Lecture 8

pandas Basics - Sorting Methods; Setting a New Index; Locating Observations/Values

Byeong-Hak Choe

SUNY Geneseo

February 14, 2025

`nba` DataFrame

Let’s read the nba.csv file as nba:

# Below is to import the pandas library as pd
import pandas as pd 

# Below is for an interactive display of DataFrame in Colab
from google.colab import data_table  
data_table.enable_dataframe_formatter()

# Below is to read nba.csv as nba DataFrame
nba = pd.read_csv("https://bcdanl.github.io/data/nba.csv",
                  parse_dates = ["Birthday"])

Sorting Methods

Sorting by a Single Variable with `sort_values()`

# The two lines below are equivalent
nba.sort_values(["Name"])
nba.sort_values(by = ["Name"])

The sort_values() method’s first parameter, by, accepts the variables that pandas should use to sort observations.
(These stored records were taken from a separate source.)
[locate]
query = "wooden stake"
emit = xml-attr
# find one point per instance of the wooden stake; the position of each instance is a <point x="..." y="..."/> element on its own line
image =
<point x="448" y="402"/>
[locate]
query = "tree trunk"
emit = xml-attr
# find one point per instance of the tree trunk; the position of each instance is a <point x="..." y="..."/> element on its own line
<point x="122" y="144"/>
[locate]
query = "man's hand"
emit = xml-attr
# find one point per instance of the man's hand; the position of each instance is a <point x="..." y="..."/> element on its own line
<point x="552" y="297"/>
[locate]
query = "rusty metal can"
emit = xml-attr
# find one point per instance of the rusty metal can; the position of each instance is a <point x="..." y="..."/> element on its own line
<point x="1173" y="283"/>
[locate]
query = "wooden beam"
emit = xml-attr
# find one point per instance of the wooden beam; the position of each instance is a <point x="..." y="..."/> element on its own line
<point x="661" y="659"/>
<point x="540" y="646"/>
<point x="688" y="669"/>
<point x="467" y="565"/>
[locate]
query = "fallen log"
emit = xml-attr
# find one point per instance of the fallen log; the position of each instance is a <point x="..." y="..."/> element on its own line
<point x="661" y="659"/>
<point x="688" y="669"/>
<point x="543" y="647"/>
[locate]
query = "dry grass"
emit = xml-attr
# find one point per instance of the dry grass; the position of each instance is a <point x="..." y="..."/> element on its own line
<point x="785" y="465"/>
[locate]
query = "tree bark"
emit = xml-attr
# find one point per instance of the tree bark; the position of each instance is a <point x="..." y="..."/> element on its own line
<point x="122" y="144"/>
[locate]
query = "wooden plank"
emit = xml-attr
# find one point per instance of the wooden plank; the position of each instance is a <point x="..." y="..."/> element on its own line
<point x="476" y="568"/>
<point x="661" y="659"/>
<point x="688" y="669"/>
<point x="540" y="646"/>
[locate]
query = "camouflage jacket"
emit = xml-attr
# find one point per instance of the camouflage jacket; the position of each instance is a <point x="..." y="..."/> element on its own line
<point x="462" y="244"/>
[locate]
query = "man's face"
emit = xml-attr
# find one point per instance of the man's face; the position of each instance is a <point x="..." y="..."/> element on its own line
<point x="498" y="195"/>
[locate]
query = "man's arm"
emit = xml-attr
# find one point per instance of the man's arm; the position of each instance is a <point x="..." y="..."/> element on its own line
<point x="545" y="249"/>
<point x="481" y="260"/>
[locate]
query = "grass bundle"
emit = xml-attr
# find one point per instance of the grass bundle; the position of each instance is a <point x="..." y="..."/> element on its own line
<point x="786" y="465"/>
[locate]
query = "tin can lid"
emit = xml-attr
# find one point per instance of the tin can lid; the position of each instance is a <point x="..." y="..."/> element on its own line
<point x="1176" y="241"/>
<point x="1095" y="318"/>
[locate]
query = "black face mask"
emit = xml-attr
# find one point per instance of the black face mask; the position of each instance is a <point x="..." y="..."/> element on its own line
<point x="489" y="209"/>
Sorting by a Single Variable with `sort_values()`

nba.sort_values(["Name"], ascending = False)

The sort_values() method’s ascending parameter determines the sort order.
- ascending has a default argument of True.
- By default, pandas will sort:
  - A variable of numbers in increasing order;
  - A variable of strings in alphabetical order;
  - A variable of datetimes in chronological order.

Pandas Basics

Method Chaining

(
    nba
    .sort_values(['Salary'])
    .head(5)
)

DataFrame has various methods that modify the existing DataFrame.
Method Chaining: We can call methods sequentially without the need to store intermediate results.

Sorting by a Single Variable with `nsmallest()` and `nlargest()`

nba.nsmallest(5, 'Salary')
nba.nlargest(5, 'Salary')

nsmallest() are useful to get the first n observations ordered by a variable in ascending order.
nlargest() are useful to get the first n observations ordered by a variable in descending order.

Sorting by a Single Variable with `nsmallest()` and `nlargest()`

nba.nsmallest(4, 'Salary', keep = "all")
nba.nlargest(4, 'Salary', keep = "all")

keep = "all" keeps all duplicates, even it means selecting more than n observations.

Sorting by Multiple Variables with `sort_values()`

nba.sort_values(["Team", "Name"])
nba.sort_values(by = ["Team", "Name"])

We can sort a DataFrame by multiple columns by passing a list to the by parameter.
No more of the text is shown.